SUUMOやat home、Home’sなどで賃貸物件を探している方が利用するポータルサイトで、募集の家賃が高めに設定されているエリアは、高い家賃でも住む人がいる人気スポットとなります。
ただし検索した物件が長い間募集をしている場合には相場からかけ離れている可能性が高いです。
4)近隣の家賃相場
最後に賃貸物件のポータルサイトで近隣の家賃の相場を調べてみましょう。
ポータルサイトで検索できる物件は「現在空室で入居者を募集している」ことが前提となりますので、相場と異なる家賃設定をしている可能性があります。
5)不動産会社からの聞き取り
近隣の不動産会社からエリアの空室率や需要、家賃相場を聞き取る事で情報収集が出来ます。
既に不動産会社と取引を行っている場合には近隣物件の成約事例を教えてもらいましょう。ポータルサイトと違い、実際に成約になった条件が得られるため家賃設定において重要な情報になります。
賃貸物件は一般的に3月、9月の引っ越しが多い繁忙期では家賃が上がる傾向にあります。

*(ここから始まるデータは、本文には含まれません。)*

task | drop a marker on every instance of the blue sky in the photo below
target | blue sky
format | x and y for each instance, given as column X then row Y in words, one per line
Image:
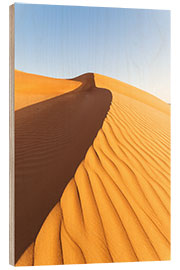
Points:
column 131, row 45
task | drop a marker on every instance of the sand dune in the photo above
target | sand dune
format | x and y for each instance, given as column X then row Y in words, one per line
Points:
column 116, row 207
column 51, row 139
column 31, row 88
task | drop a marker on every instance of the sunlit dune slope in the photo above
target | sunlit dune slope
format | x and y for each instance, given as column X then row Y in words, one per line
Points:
column 131, row 91
column 116, row 208
column 51, row 139
column 31, row 88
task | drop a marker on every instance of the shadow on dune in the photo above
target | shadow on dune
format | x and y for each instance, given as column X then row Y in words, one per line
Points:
column 51, row 139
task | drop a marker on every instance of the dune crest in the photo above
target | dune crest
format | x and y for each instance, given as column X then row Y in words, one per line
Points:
column 116, row 208
column 51, row 139
column 31, row 88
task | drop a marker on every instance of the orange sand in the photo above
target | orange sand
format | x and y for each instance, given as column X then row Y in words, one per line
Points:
column 117, row 206
column 31, row 88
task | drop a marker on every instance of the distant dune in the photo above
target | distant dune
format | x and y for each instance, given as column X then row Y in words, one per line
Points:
column 114, row 205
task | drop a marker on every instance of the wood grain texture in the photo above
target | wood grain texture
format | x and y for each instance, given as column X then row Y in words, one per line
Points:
column 11, row 138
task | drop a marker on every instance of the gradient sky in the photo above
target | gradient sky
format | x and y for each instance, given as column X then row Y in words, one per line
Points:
column 131, row 45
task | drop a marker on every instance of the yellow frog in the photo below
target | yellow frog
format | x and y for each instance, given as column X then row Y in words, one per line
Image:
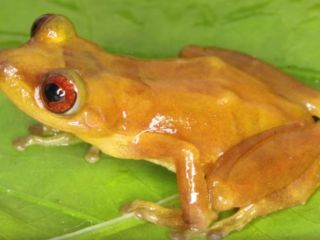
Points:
column 238, row 133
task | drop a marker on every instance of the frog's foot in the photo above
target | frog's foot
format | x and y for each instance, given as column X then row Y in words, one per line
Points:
column 46, row 136
column 42, row 130
column 93, row 154
column 60, row 139
column 155, row 213
column 236, row 222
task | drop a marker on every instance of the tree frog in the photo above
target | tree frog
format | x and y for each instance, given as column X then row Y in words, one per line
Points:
column 238, row 133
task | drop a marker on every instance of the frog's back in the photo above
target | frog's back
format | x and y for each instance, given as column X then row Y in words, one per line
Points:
column 211, row 104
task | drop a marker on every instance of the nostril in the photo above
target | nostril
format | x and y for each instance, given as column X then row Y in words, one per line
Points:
column 8, row 70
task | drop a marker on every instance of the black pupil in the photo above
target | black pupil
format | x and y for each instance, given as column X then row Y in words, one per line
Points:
column 54, row 93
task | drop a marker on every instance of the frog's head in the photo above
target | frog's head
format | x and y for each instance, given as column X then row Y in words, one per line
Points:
column 56, row 78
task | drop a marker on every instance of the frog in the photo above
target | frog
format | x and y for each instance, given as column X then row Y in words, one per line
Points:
column 238, row 133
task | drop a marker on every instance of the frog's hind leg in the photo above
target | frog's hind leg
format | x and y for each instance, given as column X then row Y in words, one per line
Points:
column 47, row 136
column 296, row 193
column 278, row 81
column 265, row 174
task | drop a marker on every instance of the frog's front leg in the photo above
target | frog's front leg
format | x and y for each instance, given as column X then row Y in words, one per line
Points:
column 47, row 136
column 195, row 213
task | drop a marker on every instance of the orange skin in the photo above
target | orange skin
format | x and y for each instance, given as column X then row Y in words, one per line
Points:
column 185, row 114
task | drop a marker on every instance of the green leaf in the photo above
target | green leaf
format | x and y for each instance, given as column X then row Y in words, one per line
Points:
column 53, row 193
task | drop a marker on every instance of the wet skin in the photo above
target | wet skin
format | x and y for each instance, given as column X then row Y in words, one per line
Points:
column 237, row 132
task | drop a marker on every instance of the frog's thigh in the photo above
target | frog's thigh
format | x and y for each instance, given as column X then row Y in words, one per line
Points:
column 298, row 192
column 196, row 213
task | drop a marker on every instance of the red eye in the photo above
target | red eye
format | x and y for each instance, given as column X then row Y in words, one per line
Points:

成約の事例を聞く際には時期も同時に聞いておきましょう。
3.家賃を設定する上で知っておきたいポイント
家賃相場を知り、家賃を決めて募集を行う前に知っておきたいポイントがあります。
「家賃がポータルサイトの検索に引っかかる仕様にする」という事と、入居者の要件を緩和する事で入居希望者の数を多くできる、家賃を上げられる可能性があるという2点です。
「ちょっとした工夫」ではありますが、入居率と家賃を上げられる可能性があります。
1)検索に引っかかる仕様にする
入居希望者はポータルサイトで物件を探す方が非常に多いため、インターネットで募集を行うオーナーも多い事でしょう。

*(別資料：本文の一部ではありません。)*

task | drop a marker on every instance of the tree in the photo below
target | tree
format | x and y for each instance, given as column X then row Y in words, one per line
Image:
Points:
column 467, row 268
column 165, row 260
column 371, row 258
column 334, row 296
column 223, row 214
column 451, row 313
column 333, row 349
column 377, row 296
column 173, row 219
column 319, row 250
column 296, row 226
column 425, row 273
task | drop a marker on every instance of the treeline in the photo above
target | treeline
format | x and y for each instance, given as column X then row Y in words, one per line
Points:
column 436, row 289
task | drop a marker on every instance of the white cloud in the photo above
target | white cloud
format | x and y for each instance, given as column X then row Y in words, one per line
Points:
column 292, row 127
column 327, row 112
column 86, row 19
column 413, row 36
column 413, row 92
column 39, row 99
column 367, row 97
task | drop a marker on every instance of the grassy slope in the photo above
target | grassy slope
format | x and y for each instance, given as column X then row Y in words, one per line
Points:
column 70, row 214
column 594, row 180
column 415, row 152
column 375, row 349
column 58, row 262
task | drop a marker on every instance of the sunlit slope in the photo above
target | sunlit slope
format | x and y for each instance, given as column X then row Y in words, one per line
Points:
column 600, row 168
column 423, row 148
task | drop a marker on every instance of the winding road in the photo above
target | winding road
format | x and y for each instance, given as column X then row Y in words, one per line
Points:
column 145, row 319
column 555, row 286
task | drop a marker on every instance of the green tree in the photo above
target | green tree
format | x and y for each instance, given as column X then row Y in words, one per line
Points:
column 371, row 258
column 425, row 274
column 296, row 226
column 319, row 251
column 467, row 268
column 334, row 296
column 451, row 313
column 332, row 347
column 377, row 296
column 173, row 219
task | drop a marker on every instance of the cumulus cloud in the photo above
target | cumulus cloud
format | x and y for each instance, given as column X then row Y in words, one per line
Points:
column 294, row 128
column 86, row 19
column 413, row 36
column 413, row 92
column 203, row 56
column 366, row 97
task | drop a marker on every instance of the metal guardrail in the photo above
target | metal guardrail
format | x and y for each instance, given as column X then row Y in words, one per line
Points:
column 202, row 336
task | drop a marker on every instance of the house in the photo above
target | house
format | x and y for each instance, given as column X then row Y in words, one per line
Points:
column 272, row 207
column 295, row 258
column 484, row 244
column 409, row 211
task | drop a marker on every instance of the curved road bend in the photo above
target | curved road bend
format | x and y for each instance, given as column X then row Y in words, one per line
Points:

ポータルサイトに掲載する際のポイントは「検索に引っかかる」事を意識する点です。
例えば家賃7万円以内の物件を探している場合、7万1千円では検索条件から外れてしまいますので、キリの良い家賃設定にすることを心がけましょう。
駅からの徒歩●分以内といった立地条件、インターネット無料などの設備面ではじかれている可能性もあります。入居希望者から問い合わせが少ない場合は家賃設定を見直す、設備の設置を検討するなどの方法で対処しましょう。
2)入居者の要件を緩和する
「入居者の要件を緩和する」という点も入居率や家賃の設定金額を上げるために重要なポイントです。
例えば都内ではペット可、1DK程度で2人入居可の物件があまり多くないため、高めの家賃設定でも空室率が少ない傾向にあります。
他には高齢者歓迎物件や敷金・礼金ゼロのゼロゼロ物件なども入居率を上げられる可能性があります。
4.まとめ
家賃設定は賃貸経営において重要なポイントとなります。立地や物件の条件、不動産会社からの聞き取りなど様々な情報から総合的に判断していきましょう。
少しでも家賃や入居率を上げたい方は、ポータルサイトの検索に引っかかる仕様にする、人気設備を設置する、ペット可や高齢者歓迎といった入居者の要件緩和などを検討してみましょう。